Exercise 3: Benchmark Different Parallel Strategies for Tensor Transposition
Implement and benchmark different parallel strategies for tensor transposition, including:
- Row-parallel transposition
- Block-parallel transposition
- Cache-oblivious recursive transposition
Compare their performance for different tensor sizes and numbers of threads.
Partial solution:
/* Row-parallel transposition */
int tensor_transpose_row_parallel(tensor_t *result, const tensor_t *t) {
/* Create result tensor with swapped dimensions */
int status = tensor_create_ts(result, t->cols, t->rows);
if (status != TENSOR_SUCCESS) {
return status;
}
/* Transpose in parallel by rows */
#pragma omp parallel for if(t->rows > 100)
for (size_t i = 0; i < t->rows; i++) {
for (size_t j = 0; j < t->cols; j++) {
size_t src_idx = i * t->row_stride + j * t->col_stride;
size_t dst_idx = j * result->row_stride + i * result->col_stride;
result->data[dst_idx] = t->data[src_idx];
}
}
return TENSOR_SUCCESS;
}
/* Block-parallel transposition */
int tensor_transpose_block_parallel(tensor_t *result, const tensor_t *t, size_t block_size) {
/* Create result tensor with swapped dimensions */
int status = tensor_create_ts(result, t->cols, t->rows);
if (status != TENSOR_SUCCESS) {
return status;
}
/* If block_size is 0, use a default */
if (block_size == 0) {
block_size = 64;
}
/* Calculate number of blocks */
size_t num_row_blocks = (t->rows + block_size - 1) / block_size;
size_t num_col_blocks = (t->cols + block_size - 1) / block_size;
/* Transpose in parallel by blocks */
#pragma omp parallel for collapse(2) if(num_row_blocks * num_col_blocks > 4)
for (size_t i0 = 0; i0 < t->rows; i0 += block_size) {
for (size_t j0 = 0; j0 < t->cols; j0 += block_size) {
size_t i_end = (i0 + block_size < t->rows) ? i0 + block_size : t->rows;
size_t j_end = (j0 + block_size < t->cols) ? j0 + block_size : t->cols;
/* Process current block */
for (size_t i = i0; i < i_end; i++) {
for (size_t j = j0; j < j_end; j++) {
size_t src_idx = i * t->row_stride + j * t->col_stride;
size_t dst_idx = j * result->row_stride + i * result->col_stride;
result->data[dst_idx] = t->data[src_idx];
}
}
}
}
return TENSOR_SUCCESS;
}
Summary and Key Takeaways
In this chapter, we’ve explored parallelizing tensor workloads with OpenMP:
- We implemented thread-safe tensor allocation and initialization to prevent race conditions.
- We parallelized core tensor operations using OpenMP directives, achieving significant speedups on multi-core systems.
- We addressed race conditions in accumulation operations using reduction clauses and thread-local storage.
- We explored techniques for balancing workloads across heterogeneous cores, including dynamic scheduling and manual load balancing.
Key takeaways:
- Thread Safety: Ensure your tensor infrastructure is thread-safe before parallelizing operations.

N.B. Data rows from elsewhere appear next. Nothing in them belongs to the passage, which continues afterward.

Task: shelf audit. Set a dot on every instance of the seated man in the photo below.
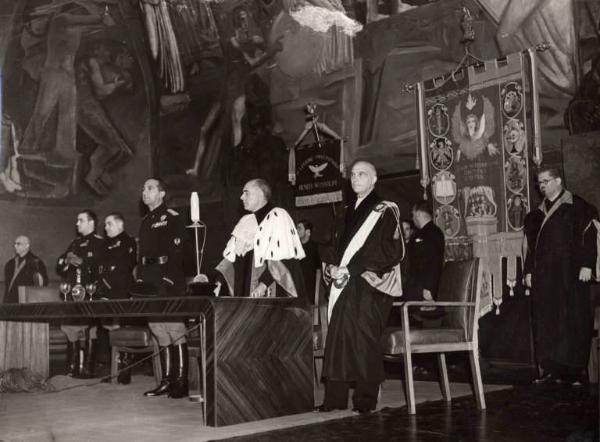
(116, 274)
(264, 248)
(23, 269)
(426, 256)
(79, 265)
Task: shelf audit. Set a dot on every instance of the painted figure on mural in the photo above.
(517, 209)
(246, 51)
(514, 137)
(99, 75)
(472, 132)
(63, 27)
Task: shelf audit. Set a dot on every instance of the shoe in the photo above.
(325, 409)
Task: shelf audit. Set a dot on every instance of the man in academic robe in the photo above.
(560, 263)
(426, 256)
(24, 269)
(263, 250)
(312, 262)
(79, 266)
(365, 274)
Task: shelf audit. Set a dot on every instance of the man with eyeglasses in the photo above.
(561, 256)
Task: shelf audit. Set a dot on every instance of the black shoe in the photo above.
(325, 409)
(179, 387)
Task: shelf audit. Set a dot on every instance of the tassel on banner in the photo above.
(511, 273)
(537, 134)
(292, 166)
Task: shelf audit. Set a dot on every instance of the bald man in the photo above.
(24, 269)
(263, 250)
(365, 279)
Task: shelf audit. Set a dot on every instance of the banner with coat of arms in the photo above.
(474, 154)
(316, 172)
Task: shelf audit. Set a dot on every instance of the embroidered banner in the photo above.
(318, 176)
(474, 126)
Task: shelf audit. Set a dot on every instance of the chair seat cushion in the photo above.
(57, 336)
(393, 338)
(130, 337)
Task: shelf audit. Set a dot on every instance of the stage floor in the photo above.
(95, 412)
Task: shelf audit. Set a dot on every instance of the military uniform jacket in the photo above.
(119, 260)
(162, 237)
(90, 248)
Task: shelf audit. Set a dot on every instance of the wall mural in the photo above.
(69, 74)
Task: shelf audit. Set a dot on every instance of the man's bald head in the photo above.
(256, 194)
(22, 245)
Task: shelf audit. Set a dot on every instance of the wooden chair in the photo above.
(319, 329)
(458, 297)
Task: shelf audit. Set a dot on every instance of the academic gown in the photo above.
(353, 350)
(26, 274)
(558, 246)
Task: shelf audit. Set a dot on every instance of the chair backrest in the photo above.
(319, 315)
(29, 294)
(459, 284)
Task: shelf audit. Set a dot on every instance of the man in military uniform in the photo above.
(160, 272)
(80, 264)
(116, 275)
(120, 256)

- Parallelization Strategy: Choose the right parallelization strategy based on the operation and data size.
- Race Conditions: Be vigilant about race conditions in accumulation operations and use appropriate synchronization mechanisms.
- Load Balancing: Use dynamic scheduling or manual load balancing to ensure efficient resource utilization.

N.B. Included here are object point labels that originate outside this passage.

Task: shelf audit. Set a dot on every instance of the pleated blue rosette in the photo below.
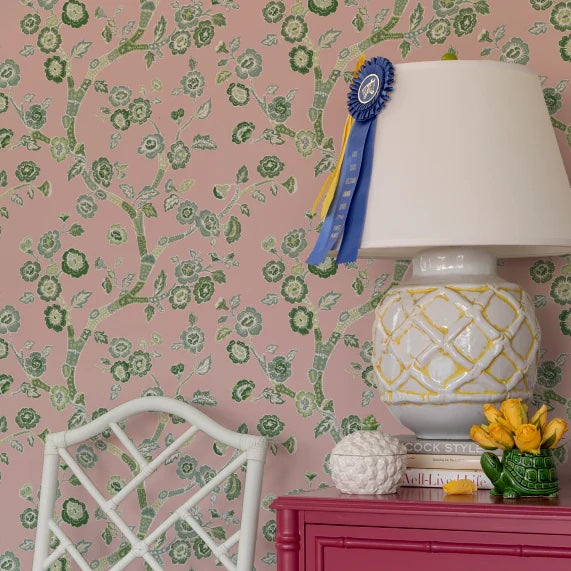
(343, 224)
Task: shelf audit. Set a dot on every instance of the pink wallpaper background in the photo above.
(157, 164)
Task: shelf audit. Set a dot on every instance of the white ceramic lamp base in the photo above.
(453, 338)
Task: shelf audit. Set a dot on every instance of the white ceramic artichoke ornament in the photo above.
(368, 462)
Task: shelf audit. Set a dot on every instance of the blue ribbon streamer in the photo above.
(345, 219)
(355, 223)
(352, 177)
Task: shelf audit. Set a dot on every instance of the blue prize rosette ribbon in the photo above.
(345, 218)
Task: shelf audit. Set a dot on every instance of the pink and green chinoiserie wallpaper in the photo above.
(158, 164)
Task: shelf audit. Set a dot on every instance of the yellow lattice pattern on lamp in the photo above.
(455, 343)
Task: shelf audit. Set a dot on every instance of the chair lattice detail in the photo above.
(252, 454)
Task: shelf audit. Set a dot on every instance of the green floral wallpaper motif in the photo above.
(158, 162)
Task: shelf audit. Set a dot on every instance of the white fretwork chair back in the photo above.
(253, 455)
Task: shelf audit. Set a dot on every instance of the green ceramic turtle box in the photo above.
(521, 474)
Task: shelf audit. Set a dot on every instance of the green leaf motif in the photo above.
(76, 230)
(358, 22)
(204, 143)
(322, 427)
(27, 51)
(242, 174)
(76, 168)
(328, 300)
(80, 49)
(171, 201)
(149, 210)
(233, 487)
(160, 29)
(416, 17)
(350, 340)
(270, 299)
(127, 190)
(27, 297)
(290, 445)
(203, 398)
(160, 282)
(204, 110)
(482, 7)
(149, 59)
(327, 39)
(270, 40)
(222, 76)
(101, 337)
(404, 48)
(539, 300)
(499, 32)
(80, 299)
(100, 86)
(538, 28)
(204, 366)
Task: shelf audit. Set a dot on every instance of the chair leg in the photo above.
(47, 500)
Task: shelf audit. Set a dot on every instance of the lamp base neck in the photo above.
(443, 263)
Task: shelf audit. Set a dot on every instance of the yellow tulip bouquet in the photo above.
(509, 427)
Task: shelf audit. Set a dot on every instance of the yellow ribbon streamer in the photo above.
(330, 184)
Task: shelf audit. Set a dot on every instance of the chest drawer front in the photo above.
(336, 548)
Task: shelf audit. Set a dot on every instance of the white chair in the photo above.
(253, 455)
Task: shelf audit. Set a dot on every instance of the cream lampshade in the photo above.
(466, 169)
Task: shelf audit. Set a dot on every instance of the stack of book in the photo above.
(433, 463)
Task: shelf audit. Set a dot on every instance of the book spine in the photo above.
(429, 478)
(444, 461)
(463, 447)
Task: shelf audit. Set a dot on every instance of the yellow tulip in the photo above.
(491, 412)
(501, 435)
(481, 437)
(553, 432)
(539, 418)
(514, 412)
(528, 438)
(464, 486)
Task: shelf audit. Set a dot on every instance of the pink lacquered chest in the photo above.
(421, 528)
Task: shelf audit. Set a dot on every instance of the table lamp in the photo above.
(466, 169)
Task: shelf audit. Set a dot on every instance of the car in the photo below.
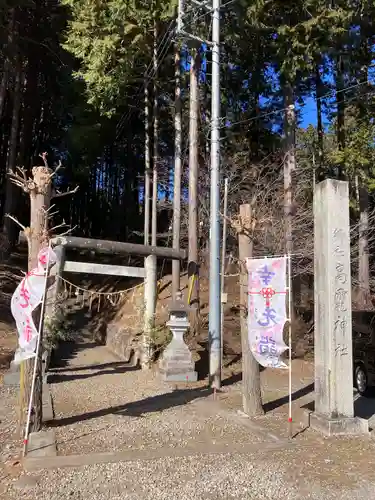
(363, 358)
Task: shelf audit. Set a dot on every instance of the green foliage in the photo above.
(112, 40)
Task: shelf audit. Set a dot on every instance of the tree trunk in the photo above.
(3, 87)
(40, 200)
(193, 191)
(156, 142)
(363, 250)
(177, 174)
(319, 94)
(251, 392)
(12, 194)
(289, 164)
(340, 111)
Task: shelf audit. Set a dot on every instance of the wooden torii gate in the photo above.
(148, 272)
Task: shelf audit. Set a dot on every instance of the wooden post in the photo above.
(150, 309)
(193, 190)
(53, 301)
(251, 394)
(177, 174)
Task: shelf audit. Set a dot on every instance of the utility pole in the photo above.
(214, 289)
(156, 139)
(193, 188)
(147, 168)
(177, 173)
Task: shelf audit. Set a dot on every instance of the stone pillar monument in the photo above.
(334, 409)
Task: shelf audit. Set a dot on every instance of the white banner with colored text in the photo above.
(27, 297)
(267, 292)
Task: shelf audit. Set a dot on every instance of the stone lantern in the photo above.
(176, 364)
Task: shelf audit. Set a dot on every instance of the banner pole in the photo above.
(26, 436)
(290, 420)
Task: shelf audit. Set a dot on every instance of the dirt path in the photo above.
(180, 444)
(102, 404)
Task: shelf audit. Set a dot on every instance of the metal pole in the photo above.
(193, 188)
(214, 299)
(154, 215)
(147, 169)
(290, 419)
(223, 253)
(177, 174)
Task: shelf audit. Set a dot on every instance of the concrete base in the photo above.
(47, 408)
(42, 444)
(342, 426)
(179, 377)
(12, 376)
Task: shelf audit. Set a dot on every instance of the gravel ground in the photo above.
(108, 407)
(131, 409)
(217, 477)
(10, 444)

- Overhead Awareness: Be mindful of parallelization overhead and only parallelize operations that benefit from it.
By effectively parallelizing tensor operations, you can achieve near-linear speedups on multi-core systems, dramatically improving the performance of your tensor programming applications.

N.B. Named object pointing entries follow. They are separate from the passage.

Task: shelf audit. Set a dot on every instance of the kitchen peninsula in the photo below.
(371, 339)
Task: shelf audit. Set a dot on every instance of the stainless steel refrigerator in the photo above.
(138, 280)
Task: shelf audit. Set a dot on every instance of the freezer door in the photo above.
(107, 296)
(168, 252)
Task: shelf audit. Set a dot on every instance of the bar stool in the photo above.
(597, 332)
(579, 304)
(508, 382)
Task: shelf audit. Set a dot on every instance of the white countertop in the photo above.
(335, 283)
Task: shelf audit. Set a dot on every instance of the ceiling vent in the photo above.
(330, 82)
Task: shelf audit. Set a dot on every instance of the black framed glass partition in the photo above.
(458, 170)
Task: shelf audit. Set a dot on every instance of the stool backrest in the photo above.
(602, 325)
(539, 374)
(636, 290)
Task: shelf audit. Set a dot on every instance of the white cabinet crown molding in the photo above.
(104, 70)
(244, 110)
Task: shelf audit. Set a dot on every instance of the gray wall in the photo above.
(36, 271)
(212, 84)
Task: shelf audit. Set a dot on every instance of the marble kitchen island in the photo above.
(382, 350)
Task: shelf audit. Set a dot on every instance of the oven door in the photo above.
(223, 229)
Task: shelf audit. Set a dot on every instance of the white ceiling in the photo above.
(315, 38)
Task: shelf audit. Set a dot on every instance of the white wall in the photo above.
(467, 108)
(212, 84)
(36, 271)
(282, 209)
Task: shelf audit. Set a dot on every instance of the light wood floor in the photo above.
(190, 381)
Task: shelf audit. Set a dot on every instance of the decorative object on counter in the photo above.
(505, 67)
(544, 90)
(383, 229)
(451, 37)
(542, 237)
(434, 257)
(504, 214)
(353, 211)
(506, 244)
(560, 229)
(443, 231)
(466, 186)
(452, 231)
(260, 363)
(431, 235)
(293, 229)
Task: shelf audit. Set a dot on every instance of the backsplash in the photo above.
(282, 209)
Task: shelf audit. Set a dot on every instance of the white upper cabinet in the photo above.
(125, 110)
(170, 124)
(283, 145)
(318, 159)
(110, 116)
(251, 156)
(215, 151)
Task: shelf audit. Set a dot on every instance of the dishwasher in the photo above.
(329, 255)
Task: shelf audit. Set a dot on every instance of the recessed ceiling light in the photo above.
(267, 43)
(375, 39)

In the next chapter, we’ll explore vectorizing tensor code with SIMD intrinsics to extract even more performance from modern CPUs.
Further Reading
-
“Using OpenMP: Portable Shared Memory Parallel Programming” by Barbara Chapman, Gabriele Jost, and Ruud van der Pas - A comprehensive guide to OpenMP programming.
-
“Patterns for Parallel Programming” by Timothy G. Mattson, Beverly A. Sanders, and Berna L. Massingill - Explores patterns and best practices for parallel programming.
-
“OpenMP Application Programming Interface” (official specification) - The definitive reference for OpenMP directives and functions.